To evaluate a Chain-of-thought Outcome Prediction Engine (COPE)—a reasoning-enhanced LLM framework—for predicting acute ischemic stroke (AIS) outcomes, and to compare its performance with traditional ML models, Clinical BERT, and GPT-4.1.

Background:

Predicting patient outcomes is central to personalized care. While clinical notes such as discharge summaries contain rich context, their unstructured format limits use in traditional models. Advances in large language models (LLMs) offer new ways to harness this data.

Design/Methods:

We analyzed 464 AIS patients from Stanford University Hospital (2010–2023) with discharge summaries and 90-day modified Rankin Scale (mRS, 0–6) outcomes. COPE uses a two-step Chain-of-Thought (CoT) framework with sequential LLaMA-3–8B models: one generates reasoning, and the other predicts the mRS score. Performance was compared with Clinical BERT, a variable-based support vector machine (Clinical SVM), and GPT-4.1. Ablation studies assessed the impact of the reasoning component and individual discharge-summary sections.
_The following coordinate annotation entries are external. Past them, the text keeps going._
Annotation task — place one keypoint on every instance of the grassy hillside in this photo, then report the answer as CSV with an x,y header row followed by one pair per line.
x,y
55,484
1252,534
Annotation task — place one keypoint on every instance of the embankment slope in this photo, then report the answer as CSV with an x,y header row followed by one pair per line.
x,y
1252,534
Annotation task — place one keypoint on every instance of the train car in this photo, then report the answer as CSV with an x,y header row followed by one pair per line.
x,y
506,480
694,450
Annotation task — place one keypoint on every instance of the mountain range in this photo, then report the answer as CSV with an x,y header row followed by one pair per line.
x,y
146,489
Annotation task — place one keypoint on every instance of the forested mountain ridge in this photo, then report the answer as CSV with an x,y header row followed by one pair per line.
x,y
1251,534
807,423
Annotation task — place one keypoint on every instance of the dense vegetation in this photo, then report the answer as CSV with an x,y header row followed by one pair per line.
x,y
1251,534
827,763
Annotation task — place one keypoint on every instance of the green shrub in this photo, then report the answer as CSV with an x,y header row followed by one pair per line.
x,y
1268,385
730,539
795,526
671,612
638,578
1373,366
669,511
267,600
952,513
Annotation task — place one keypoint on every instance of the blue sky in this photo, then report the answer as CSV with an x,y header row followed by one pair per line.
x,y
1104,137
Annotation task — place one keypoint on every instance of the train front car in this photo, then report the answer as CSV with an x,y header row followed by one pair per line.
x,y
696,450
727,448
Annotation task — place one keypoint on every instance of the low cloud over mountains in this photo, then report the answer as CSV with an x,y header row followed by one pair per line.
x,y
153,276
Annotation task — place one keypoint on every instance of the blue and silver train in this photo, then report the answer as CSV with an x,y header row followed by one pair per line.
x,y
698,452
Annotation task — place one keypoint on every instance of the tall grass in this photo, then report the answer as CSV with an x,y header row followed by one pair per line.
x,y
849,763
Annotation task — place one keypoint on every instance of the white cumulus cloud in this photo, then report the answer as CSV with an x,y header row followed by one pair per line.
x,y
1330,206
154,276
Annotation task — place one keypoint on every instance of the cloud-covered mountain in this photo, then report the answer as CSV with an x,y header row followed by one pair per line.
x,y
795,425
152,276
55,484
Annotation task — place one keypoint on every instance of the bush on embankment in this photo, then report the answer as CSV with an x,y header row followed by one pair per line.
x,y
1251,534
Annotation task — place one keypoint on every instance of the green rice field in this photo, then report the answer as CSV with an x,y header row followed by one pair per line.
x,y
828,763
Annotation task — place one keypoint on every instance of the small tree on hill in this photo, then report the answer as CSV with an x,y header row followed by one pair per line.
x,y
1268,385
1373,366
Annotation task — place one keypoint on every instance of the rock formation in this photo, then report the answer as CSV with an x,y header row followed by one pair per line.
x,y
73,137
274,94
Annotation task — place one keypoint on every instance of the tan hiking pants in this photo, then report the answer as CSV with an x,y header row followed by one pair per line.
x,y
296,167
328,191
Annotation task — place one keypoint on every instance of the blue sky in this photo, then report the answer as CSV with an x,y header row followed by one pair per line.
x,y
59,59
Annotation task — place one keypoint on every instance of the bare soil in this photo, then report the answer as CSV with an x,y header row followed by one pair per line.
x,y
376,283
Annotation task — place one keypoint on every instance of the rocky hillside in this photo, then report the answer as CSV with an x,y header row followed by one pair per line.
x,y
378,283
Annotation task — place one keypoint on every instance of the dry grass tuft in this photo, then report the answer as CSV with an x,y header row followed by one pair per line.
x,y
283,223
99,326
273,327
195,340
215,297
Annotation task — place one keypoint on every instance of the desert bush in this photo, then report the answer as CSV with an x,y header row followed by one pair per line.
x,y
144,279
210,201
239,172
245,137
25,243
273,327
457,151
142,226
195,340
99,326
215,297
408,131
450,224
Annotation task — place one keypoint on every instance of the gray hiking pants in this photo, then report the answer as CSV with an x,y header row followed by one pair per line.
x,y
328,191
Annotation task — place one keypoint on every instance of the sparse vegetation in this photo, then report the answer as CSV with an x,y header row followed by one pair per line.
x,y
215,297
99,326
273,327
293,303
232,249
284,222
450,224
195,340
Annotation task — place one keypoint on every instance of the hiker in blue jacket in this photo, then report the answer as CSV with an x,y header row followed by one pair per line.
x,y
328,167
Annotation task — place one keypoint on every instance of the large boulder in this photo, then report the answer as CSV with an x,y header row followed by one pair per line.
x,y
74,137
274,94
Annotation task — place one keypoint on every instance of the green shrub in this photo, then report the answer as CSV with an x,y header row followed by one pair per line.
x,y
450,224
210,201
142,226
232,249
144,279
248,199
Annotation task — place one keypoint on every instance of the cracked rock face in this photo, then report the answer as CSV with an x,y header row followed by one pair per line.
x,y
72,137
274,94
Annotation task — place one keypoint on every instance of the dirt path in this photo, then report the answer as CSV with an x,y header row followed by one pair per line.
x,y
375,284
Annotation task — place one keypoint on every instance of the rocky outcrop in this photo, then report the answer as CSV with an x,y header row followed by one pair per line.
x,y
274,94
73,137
Model performance was evaluated by mean absolute error (MAE), percentage within 1 mRS point (±1 ACC), and exact accuracy (ACC).

Results:

COPE achieved an MAE of 1.00 (95% CI: 0.91–1.08), ±1 ACC of 75% (71–79%), and exact ACC of 33% (29–38%), matching GPT-4.1 [MAE: 1.00 (0.91–1.08), ±1 ACC: 78% (74–82), ACC: 32% (27–36); p = 1.00, 0.17, 0.62] and outperforming Clinical BERT [MAE: 1.28 (1.17–1.38), ±1 ACC: 62% (58–67), ACC: 28% (24–32); p < 0.001, p < 0.001, p = 0.05] and Clinical SVM [MAE: 1.28 (1.18–1.38), ±1 ACC: 61% (56–66), ACC: 27% (23–31); p < 0.001, p < 0.001, p = 0.03]. It also surpassed its non-reasoning variant [MAE: 1.28 (1.19–1.38), ±1 ACC: 64% (60–69%), ACC: 23% (19–28%)]. Text ablation showed the largest drop when Medications and Discharge & Follow-up Summary sections were removed.

Conclusions:

COPE, a reasoning-enhanced dual-LLM framework, matched GPT-4.1 and outperformed traditional models, offering an accurate, interpretable, privacy-preserving approach to stroke outcome prediction from unstructured text.